Charlie McGeoghegan, a former MLA who fishes out of Point Prim, was one of approximately 300 fishermen from P.E.I., Nova Scotia and New Brunswick attending an open house in Pictou County Monday.
He and the other fishermen did not like what they did – and did not – hear as representatives explained the technical details of the proposed process for treatment at Northern Pulp after the current Boat Harbour site is shut down.
“We were hoping to have our concerns alleviated but it actually made it worse after the meeting,’’ says McGeoghegan, who is a member of the Central Northumberland Strait Fishermen’s Association.
Northern Pulp has been told by the Nova Scotia government to replace the mill by 2020. Updating the facility could involve a process that would see wastewater drained into the Northumberland Strait.
McGeoghegan says none of the questions posed by fishermen – or by the biologist they brought along with them – were answered.
He notes to sit for two hours to hear representatives of Northern Pulp and a consulting firm simply say “trust us’’ when they had nothing to backup their claims is ridiculous and frustrating.
He adds studies on the impact of wastewater from the Nova Scotia pulp mill are lacking.
“It boggled our minds that they were that unprepared,’’ he says.
McGeoghegan scoffed at the company’s plans to hold a series of consultations and environmental assessments during the process, right up until summer 2018, to be followed by a 30-day public review, once the environmental assessments are complete.

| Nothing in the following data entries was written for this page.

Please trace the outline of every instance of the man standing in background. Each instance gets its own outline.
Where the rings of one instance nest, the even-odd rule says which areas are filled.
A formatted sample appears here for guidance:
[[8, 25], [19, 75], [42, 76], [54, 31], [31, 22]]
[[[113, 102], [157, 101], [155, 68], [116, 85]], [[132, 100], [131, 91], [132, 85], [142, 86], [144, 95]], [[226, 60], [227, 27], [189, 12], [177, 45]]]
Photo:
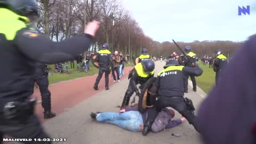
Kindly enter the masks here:
[[[116, 82], [116, 77], [117, 77], [117, 81], [119, 82], [120, 77], [119, 76], [119, 69], [118, 69], [118, 66], [119, 66], [119, 63], [121, 61], [121, 59], [120, 57], [118, 55], [118, 51], [115, 51], [115, 53], [113, 55], [113, 66], [114, 68], [112, 69], [112, 75], [113, 76], [114, 78], [114, 82]], [[115, 74], [115, 71], [116, 73], [116, 75]]]

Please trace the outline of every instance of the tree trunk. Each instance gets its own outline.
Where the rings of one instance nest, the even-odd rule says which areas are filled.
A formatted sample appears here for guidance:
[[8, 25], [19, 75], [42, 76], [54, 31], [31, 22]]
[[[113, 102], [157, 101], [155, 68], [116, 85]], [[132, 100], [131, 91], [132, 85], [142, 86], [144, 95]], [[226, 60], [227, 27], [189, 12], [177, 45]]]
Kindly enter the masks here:
[[44, 34], [47, 37], [50, 36], [50, 28], [49, 28], [49, 0], [43, 0], [43, 5], [44, 12]]

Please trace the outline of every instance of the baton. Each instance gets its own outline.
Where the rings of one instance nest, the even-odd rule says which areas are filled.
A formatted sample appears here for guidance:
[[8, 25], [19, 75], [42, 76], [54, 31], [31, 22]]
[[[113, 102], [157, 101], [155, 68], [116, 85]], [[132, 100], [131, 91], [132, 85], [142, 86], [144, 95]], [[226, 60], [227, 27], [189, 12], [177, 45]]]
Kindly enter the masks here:
[[173, 43], [174, 43], [175, 45], [176, 45], [178, 48], [179, 48], [179, 49], [181, 51], [183, 55], [184, 55], [187, 58], [187, 59], [192, 63], [192, 65], [193, 66], [195, 65], [195, 63], [191, 61], [191, 60], [188, 58], [188, 56], [187, 55], [187, 54], [186, 54], [186, 53], [182, 51], [182, 50], [180, 49], [180, 46], [179, 46], [179, 45], [177, 44], [177, 43], [176, 43], [174, 40], [172, 39], [172, 41], [173, 42]]

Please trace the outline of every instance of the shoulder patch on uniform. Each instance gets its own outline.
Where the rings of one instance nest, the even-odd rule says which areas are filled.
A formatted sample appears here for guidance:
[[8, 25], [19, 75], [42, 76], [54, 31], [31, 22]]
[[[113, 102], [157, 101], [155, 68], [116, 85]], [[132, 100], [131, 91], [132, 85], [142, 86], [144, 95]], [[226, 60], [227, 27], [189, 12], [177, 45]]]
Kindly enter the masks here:
[[24, 31], [22, 35], [28, 38], [36, 38], [38, 36], [38, 32], [36, 30], [28, 30]]

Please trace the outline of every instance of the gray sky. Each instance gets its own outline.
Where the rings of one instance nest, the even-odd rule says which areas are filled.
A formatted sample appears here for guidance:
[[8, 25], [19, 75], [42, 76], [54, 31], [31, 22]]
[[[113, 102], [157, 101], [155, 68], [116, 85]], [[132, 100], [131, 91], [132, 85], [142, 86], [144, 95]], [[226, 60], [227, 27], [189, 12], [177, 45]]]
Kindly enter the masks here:
[[[159, 42], [242, 41], [256, 33], [256, 0], [122, 0], [145, 34]], [[238, 15], [250, 5], [250, 15]]]

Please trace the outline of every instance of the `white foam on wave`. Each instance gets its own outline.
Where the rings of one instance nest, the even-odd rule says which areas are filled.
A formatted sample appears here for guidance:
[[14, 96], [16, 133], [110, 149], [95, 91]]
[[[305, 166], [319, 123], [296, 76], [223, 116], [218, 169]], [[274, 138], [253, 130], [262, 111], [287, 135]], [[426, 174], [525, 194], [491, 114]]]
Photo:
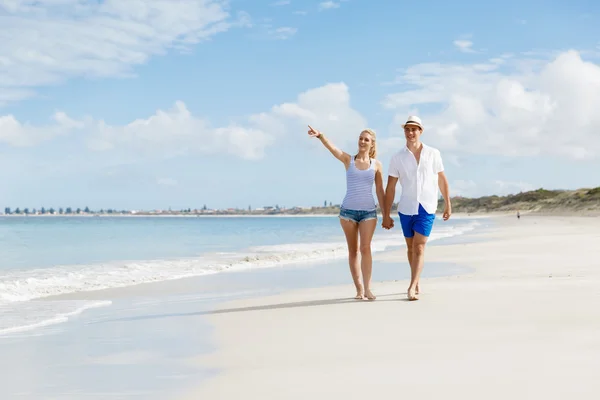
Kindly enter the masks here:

He accuses Northern Pulp of trying to fast-track the process and trying to use a “loophole’’ to avoid the need to be subject to a full provincial/federal environmental review.
“They want to ram it through,’’ he says. “It’s a serious thing.’’
P.E.I. Fisheries Minister Alan McIsaac recently promised to take the concerns of Island lobster fishermen to federal Fisheries Minister Dominic LeBlanc.
McIsaac said in the legislature last month that the issue is of “grave concern’’ to industry stakeholders over the possibility of contaminating the Island’s lucrative lobster industry.